Sales basically have doubled every time Ford redesigned the muscular pony car.

A Ford spokesman said the car maker sold 12,000 units in 1973, and about 24,000 in 1983 after a remake and 10 years without a ragtop being offered. The car was redesigned again before the 1994 model year and quickly exceeded 40,000 in sales.

While most automakers now offer at least one convertible, Chevrolet is the only major manufacturer to offer three different convertible lines starting with the compact Cavalier, at about $17,500, and moving up to the Camaro muscle car and Corvette sports car.

Chevrolet sells 23,000 to 25,000 convertibles annually. Last year, Camaro was its top seller at about 12,000 units. So far, that trend continues this model year.

Steve Wagg, brand manager for Cavalier, said convertibles tend to sell best in warmer climates, such as California, Florida and Texas. But they sell virtually everywhere, “even Wisconsin and Michigan,” he said, laughing. Sales in the Midwest traditionally peak in June.

Fred Gallasch, assistant brand manager for Corvette, said that traditionally convertibles make up about 25% of the sports car’s sales. Corvette hit its peak in 1968 when 18,600 convertibles were sold. That dipped to 10,600 by 1987 and is about 5,500 now.

Wagg said he believes today’s convertible market is somewhat like that in the ’60s when people were looking at convertibles for enjoyment, but he said more folks also are looking for a brand and name they can trust, plus value and durability. He believes Chevrolet’s trio offer that.

Volkswagen and its luxury line, Audi, have offered convertibles for years and each make continues with one drop-top each. VW’s Cabrio, based on the Golf, is a sporty model aimed at young drivers and starts at about $20,000. Tony Fouladpour, a company spokesman, said VW sells 5,000 to 6,000 annually, and about 1,200 Audi Cabriolets. The upscale Audi is based on the Audi 90 and retails at about $36,000.

“Our feeling is that Boomers are still in the market for a reward car and there will be a long, stable market for convertibles,” Fouladpour said.

In fact, Audi already has announced a radical looking TT convertible and coupe that is expected in the United States in 1999 as a 2000 model. It will be aimed more at folks who are passionate about their driving and want fewer frills and more feel in their car, he said.

Toyota also offers one convertible model now, but will add a second this fall.

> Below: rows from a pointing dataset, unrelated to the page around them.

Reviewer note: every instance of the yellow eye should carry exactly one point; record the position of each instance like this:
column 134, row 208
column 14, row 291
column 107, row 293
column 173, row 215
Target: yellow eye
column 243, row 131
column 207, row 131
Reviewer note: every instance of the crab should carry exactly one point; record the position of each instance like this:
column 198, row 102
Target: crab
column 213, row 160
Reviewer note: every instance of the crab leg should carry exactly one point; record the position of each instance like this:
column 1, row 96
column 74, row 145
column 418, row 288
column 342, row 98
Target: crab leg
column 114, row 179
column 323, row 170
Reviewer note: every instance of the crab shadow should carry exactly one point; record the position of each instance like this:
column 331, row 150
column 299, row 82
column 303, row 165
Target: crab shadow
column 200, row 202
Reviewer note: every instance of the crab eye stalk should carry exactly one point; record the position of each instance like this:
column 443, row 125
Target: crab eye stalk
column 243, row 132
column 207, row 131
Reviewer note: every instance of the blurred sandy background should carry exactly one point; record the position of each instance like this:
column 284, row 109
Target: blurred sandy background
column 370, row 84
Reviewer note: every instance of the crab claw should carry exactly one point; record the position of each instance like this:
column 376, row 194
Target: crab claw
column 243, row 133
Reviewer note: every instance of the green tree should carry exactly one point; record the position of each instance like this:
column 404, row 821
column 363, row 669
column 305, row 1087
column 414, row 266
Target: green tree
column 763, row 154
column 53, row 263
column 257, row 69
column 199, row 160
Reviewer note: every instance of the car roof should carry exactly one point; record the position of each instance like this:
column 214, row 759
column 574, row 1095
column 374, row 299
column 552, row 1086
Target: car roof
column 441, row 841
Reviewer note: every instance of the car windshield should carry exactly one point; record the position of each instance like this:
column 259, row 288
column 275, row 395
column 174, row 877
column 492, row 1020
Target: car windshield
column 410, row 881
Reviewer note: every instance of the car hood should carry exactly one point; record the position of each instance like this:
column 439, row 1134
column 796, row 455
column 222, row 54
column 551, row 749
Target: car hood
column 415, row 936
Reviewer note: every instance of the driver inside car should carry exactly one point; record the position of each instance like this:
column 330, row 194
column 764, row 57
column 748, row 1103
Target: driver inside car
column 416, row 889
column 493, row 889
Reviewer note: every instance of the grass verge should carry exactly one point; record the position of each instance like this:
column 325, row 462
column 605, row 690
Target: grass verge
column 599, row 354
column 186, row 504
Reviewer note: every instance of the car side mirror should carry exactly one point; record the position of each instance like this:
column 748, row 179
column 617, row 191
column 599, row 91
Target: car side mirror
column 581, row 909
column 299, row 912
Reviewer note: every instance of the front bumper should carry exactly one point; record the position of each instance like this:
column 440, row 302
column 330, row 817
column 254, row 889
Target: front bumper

John Hanson, a company spokesman, said Toyota considers convertibles a niche and image cars for the Japanese car maker.

It offers the Celica and will add a Paseo ragtop later this year. Toyota sold nearly 3,900 Celica convertibles in 1995 out of 21,000 Celicas sold here that year.

The Celica is aimed primarily at the young, single female market and it delivers, Hanson said. About 60% of its buyers are single women in their late 20s or early 30s and about 65% to 70% are college graduates with incomes in the $50,000 to $60,000 range.

“The market is fairly strong. This is not just a flash in the pan,” Hanson said.

Paseo will be aimed at buyers with more modest incomes and Hanson said Toyota expects to sell only about 1,500 convertible models in the 1997 model year. Paseo sales in 1995 were 5,600.

“This has a lot to do with image. Image and style are big priorities to why these buyers buy these vehicles,” Hanson said.

A few other makes also offer two ragtops in their lineups. Mitsubishi recently debuted its Eclipse and 3000GT Spyders and Pontiac offers the Sunfire, a cousin to the Chevy Cavalier, and the Firebird, a cousin to Chevy’s Camaro.

BMW has three convertibles now, with the debut of its new Z3

two-seater. It retails at about $29,000 and is considered an entry-level convertible for the German luxury-car maker. It also has two higher-priced convertibles that can seat four in a pinch: The 318i and 328i coupes begin at about $32,750 and $41,400, respectively.

Other two-seat convertibles or T-tops include Honda’s del Sol, Nissan’s 300ZX (being dropped at the end of the model year) and Mazda’s Miata.

The high-end neighborhood also offers several convertibles and T-tops including the Acura NSX, starting about $80,000; the Dodge Viper, about $59,000; Jaguar XJS, about $61,500; Mercedes-Benz SL, about $78,000; Porsche 911 Cabriolet, about $73,000; and Saab’s 900 S, about $34,000.